This study considered accuracy as the primary evaluation metric due to its interpretability and widespread acceptance in machine learning research. We acknowledge, however, that accuracy alone may obscure class-level errors in imbalanced datasets. To mitigate this limitation, we employed stratified k-fold cross-validation to preserve the natural distribution of target categories across folds, thereby reducing the impact of imbalance. While incorporating additional metrics such as precision, recall, F1-score, AUC, or Matthews Correlation Coefficient would provide a more comprehensive assessment, doing so would substantially increase the number of figures and complexity of the manuscript, potentially compromising clarity and structure. For these reasons, we retained accuracy as the primary metric and explicitly recognise this as a limitation, positioning a multi-metric evaluation as an important direction for future research.
In sum, this work challenges the default assumptions underlying k-fold cross-validation and highlights the importance of empirically grounded, context-sensitive validation strategies.
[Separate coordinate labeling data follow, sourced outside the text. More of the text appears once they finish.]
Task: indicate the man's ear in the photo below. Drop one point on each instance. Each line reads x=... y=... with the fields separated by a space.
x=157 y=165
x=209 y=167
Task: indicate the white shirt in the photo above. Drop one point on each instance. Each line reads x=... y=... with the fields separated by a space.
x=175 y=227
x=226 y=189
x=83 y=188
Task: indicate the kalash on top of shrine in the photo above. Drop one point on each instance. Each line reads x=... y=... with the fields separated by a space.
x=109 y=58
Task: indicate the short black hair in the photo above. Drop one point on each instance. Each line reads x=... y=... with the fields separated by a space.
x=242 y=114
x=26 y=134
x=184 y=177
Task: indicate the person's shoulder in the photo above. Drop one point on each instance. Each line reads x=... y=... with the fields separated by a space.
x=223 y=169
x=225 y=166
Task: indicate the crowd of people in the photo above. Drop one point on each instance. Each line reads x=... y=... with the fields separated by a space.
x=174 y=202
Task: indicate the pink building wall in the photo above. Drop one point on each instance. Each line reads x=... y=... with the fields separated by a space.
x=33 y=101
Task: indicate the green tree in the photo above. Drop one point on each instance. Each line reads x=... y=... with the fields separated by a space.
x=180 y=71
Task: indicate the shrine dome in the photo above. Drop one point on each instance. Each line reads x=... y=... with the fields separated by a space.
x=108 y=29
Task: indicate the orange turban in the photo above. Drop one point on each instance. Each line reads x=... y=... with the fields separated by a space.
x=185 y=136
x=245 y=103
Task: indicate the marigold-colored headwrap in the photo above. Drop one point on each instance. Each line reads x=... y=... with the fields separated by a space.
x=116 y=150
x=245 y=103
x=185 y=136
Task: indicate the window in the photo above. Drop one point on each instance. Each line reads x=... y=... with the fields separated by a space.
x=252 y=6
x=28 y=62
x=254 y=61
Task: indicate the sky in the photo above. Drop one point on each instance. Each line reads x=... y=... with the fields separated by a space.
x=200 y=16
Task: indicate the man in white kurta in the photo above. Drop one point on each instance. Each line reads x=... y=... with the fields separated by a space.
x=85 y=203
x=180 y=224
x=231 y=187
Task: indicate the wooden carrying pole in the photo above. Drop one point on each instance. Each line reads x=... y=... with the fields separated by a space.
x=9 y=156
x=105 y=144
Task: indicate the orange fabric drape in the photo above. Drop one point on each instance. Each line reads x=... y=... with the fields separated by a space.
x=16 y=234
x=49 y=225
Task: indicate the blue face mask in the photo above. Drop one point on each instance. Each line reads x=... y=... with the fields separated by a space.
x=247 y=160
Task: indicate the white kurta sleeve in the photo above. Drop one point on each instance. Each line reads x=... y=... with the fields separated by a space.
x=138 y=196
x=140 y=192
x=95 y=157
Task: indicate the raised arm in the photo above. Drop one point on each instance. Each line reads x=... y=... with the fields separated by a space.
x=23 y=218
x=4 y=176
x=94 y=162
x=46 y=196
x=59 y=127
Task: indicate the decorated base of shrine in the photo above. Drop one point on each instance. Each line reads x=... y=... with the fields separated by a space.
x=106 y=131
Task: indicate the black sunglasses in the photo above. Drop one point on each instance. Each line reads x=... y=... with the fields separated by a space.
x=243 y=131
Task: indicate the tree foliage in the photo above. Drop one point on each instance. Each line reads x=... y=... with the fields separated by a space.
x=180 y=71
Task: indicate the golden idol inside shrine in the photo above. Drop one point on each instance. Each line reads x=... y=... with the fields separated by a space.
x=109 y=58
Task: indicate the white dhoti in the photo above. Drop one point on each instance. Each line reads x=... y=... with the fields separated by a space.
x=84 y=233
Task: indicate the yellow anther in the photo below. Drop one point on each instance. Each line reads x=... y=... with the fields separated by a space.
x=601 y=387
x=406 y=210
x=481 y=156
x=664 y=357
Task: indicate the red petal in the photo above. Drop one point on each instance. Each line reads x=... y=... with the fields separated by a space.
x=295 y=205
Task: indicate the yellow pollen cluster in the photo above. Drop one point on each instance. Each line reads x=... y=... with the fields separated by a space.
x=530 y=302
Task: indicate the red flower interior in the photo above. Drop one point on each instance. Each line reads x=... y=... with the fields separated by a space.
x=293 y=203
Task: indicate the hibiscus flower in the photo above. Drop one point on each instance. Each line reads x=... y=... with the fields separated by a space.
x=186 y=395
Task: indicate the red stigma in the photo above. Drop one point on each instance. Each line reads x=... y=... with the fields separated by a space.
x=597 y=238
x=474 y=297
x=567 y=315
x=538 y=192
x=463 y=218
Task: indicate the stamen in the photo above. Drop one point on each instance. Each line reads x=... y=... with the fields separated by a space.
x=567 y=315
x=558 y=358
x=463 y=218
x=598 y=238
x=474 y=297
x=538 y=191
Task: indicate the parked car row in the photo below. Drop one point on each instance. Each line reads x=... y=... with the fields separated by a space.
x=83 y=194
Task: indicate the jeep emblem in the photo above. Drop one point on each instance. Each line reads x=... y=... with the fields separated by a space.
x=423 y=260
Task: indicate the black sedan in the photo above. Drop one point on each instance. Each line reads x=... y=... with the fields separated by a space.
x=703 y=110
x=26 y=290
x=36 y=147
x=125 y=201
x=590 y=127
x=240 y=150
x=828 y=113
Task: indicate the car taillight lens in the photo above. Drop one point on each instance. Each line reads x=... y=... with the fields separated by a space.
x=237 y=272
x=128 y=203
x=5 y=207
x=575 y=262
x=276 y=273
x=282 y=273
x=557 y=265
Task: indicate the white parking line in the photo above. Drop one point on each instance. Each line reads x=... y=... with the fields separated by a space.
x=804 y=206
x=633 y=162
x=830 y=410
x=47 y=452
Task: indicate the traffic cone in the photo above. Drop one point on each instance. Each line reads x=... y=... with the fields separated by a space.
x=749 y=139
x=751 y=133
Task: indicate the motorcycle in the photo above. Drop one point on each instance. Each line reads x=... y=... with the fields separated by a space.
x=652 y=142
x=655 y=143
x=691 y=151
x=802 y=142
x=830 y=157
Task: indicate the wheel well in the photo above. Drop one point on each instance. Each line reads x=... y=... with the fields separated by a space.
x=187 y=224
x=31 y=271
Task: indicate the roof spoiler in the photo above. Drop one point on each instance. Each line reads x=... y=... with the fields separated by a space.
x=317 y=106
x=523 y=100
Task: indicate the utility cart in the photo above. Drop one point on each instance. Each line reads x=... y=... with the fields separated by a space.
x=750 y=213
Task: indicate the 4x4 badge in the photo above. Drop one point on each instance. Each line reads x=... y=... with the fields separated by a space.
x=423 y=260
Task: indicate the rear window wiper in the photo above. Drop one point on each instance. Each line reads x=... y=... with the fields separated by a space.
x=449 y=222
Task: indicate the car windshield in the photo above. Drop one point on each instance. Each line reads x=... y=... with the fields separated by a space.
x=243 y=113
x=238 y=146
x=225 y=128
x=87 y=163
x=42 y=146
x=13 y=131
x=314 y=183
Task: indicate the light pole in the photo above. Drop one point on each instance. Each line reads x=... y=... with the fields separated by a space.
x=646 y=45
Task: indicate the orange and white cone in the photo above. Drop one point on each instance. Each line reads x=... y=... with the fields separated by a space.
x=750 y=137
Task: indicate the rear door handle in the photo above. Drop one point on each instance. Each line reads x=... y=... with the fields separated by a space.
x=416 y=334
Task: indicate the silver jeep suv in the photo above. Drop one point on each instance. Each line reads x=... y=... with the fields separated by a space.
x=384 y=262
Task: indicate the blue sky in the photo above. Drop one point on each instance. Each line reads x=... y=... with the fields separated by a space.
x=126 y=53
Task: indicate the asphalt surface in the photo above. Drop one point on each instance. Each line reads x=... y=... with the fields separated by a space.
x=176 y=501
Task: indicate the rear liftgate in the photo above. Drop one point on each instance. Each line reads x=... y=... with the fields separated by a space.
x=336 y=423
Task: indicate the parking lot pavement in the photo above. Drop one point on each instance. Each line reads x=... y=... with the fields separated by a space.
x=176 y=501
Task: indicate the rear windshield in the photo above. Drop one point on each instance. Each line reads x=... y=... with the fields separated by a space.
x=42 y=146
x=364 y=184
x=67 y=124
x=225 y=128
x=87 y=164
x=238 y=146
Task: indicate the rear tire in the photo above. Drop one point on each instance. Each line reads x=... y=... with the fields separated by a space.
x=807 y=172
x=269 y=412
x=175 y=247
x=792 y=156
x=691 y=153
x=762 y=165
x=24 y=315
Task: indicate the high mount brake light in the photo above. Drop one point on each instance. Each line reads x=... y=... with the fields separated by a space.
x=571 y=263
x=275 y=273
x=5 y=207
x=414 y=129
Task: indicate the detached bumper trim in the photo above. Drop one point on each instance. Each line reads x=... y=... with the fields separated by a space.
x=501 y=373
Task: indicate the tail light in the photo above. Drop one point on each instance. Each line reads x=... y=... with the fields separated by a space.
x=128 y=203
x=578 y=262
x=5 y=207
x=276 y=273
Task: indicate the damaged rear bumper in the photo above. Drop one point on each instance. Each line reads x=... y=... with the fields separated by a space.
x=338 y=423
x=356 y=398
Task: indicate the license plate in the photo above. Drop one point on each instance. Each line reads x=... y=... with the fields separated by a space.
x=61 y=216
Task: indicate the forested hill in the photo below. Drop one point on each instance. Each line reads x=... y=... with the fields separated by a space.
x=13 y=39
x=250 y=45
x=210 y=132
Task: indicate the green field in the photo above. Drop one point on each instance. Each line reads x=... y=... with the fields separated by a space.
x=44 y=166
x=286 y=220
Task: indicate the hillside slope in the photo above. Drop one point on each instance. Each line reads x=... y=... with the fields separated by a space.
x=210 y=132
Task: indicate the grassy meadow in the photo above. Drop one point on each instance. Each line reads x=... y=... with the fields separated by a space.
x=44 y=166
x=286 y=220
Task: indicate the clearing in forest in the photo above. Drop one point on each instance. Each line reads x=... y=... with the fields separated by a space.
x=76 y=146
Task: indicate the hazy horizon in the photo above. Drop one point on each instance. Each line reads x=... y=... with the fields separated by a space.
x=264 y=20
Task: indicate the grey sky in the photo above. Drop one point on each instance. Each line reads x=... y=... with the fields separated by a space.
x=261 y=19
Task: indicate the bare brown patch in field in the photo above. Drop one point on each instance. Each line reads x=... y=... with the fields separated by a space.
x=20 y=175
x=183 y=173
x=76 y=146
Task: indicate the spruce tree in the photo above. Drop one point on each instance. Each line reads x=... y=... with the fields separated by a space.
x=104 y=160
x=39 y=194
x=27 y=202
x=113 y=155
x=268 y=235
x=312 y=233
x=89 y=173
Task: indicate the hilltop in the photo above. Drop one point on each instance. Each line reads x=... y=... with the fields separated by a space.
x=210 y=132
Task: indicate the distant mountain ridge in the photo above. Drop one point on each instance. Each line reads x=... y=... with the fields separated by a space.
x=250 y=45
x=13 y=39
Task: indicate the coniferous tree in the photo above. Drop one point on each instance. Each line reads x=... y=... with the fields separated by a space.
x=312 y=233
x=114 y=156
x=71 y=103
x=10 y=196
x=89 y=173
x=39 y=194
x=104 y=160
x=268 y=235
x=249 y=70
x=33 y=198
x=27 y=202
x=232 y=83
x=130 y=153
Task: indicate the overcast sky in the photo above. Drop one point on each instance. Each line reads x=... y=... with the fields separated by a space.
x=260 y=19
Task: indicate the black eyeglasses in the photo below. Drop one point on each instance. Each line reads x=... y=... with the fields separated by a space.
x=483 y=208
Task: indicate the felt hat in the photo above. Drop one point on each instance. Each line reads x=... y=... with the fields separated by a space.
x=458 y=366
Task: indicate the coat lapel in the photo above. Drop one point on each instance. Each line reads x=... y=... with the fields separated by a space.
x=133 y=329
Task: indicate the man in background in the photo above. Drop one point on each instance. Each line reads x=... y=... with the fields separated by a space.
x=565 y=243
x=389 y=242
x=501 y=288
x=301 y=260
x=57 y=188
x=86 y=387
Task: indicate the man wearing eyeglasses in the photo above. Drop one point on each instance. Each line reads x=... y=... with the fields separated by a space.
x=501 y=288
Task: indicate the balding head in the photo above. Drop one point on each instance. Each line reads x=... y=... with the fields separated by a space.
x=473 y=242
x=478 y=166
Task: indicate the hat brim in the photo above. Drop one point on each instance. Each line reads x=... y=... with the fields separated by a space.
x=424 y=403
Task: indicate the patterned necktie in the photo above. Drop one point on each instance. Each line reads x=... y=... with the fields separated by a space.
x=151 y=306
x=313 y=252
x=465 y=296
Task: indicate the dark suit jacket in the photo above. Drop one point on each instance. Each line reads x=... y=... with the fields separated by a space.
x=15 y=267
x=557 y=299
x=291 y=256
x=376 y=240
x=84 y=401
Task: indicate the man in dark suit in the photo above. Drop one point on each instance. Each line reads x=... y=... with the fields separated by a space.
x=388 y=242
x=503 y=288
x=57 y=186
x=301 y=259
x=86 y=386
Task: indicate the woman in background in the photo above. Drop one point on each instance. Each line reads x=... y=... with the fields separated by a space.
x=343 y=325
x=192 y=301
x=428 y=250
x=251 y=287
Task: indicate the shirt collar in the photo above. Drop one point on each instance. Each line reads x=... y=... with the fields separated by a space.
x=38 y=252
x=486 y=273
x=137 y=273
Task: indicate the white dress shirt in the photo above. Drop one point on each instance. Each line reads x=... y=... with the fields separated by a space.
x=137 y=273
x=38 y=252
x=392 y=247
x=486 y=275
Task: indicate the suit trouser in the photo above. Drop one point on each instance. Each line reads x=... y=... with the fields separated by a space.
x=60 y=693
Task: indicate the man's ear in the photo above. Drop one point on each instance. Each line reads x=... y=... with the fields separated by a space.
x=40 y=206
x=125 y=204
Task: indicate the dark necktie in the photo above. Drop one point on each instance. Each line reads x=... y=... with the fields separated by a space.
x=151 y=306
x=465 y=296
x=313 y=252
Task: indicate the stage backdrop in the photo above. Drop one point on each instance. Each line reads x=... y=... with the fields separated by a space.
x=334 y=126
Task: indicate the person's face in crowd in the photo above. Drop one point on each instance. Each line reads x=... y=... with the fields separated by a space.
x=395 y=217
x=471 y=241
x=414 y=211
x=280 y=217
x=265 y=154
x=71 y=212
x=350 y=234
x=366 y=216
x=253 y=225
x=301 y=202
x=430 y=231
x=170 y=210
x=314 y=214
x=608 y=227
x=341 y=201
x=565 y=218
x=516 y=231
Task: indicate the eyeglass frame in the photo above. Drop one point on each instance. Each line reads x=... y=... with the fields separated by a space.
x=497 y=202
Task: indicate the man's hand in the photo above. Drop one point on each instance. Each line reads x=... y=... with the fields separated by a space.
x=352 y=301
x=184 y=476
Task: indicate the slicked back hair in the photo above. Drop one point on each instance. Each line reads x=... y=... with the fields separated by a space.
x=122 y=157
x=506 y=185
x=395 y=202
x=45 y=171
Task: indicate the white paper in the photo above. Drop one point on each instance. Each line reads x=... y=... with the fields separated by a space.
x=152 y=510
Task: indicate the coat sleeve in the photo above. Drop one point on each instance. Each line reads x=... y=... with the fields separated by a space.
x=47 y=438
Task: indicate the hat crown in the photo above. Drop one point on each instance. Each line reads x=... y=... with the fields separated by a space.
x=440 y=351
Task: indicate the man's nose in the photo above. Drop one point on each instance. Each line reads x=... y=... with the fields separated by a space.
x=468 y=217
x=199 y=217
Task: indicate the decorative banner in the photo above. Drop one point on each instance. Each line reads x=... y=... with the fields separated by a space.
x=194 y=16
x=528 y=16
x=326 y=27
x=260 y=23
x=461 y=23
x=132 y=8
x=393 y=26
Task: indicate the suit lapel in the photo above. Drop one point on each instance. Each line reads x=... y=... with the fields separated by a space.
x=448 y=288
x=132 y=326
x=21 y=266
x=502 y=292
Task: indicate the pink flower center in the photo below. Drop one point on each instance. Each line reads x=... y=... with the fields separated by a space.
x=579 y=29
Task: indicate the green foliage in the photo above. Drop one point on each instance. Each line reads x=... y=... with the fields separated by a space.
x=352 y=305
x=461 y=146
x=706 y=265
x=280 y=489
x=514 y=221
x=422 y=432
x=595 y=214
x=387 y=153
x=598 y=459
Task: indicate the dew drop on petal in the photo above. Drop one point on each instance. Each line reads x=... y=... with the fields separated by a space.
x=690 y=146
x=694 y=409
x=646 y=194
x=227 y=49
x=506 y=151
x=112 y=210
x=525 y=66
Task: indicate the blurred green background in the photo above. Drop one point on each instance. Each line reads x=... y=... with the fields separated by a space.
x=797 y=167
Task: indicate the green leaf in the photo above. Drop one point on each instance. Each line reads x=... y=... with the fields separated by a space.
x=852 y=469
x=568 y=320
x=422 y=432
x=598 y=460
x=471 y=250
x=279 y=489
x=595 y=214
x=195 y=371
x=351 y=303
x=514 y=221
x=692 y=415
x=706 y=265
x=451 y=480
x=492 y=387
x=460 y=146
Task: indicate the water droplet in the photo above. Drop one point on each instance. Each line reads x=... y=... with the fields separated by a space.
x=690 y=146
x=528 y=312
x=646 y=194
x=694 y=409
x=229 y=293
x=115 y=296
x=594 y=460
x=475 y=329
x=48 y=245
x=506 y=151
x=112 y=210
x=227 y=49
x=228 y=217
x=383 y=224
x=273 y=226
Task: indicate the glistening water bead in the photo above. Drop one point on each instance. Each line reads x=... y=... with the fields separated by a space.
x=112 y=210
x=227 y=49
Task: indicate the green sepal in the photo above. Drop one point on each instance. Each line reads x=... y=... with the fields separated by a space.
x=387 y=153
Rather than assuming that increasing k uniformly improves performance estimation, practitioners should consider the bias–variance dynamics unique to their model–data combination. These findings suggest the need for developing more adaptive cross-validation protocols, potentially informed by pre-validation diagnostics or meta-learning frameworks, to ensure reliable and generalisable performance assessment in machine learning workflows.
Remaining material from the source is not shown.